Wednesday, February 27, 2019

Jesus....Immanuel.....God With Us

I was going to go back and edit my last post and put in another song that was played at my, embrace the bald, girl night when I was through being shaved and joined the girls, it was, This Is My Fight Song. but, last week was a really rough week and that song kept goin through my head so I decided to just start this post with it.

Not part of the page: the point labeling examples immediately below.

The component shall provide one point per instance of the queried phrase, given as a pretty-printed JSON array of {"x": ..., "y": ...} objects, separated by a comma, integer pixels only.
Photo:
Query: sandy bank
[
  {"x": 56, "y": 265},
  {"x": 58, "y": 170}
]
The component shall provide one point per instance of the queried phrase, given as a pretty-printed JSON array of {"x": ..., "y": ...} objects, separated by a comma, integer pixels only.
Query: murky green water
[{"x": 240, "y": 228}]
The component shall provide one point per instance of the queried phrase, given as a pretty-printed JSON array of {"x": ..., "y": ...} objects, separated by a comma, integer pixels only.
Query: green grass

I'm a red head!! well, actually, right now I'm a glaringly bald head ;)  but, seriously, I'm a complete ginger through and through, from the glow in the dark skin, to a paper cut will bleed for hours to every penny colored freckle, ginger is my DNA!! so, that being said, as most gingers will tell you, we react a lot of times in the opposite ways, or in really funky ways to stuff than non gingered humans. At the start of treatment I was told by my care team that how I react to my first treatment and the side effects i experience with it should be the worst of the 4 really intense treatments I have, the next 3 may be unpleasant and even overwhelming but the first would be the worst. ummm, well, nope, the first was the easiest actually, and I was like, ok, if this is the worst, then I think i'll be ok, and as long and overwhelming this path looks, I think we'll be able to get through this without to much frustration. I get my treatment bi-weekly on a Thursday and about three and a half to four days post treatment the couch claims my person for 3 and a half to 4 days then I have about 4-5 days where im starting to feel almost normal and wanting to think about tearing into life then i'm smacked up against the next treatment and the whole process repeats itself.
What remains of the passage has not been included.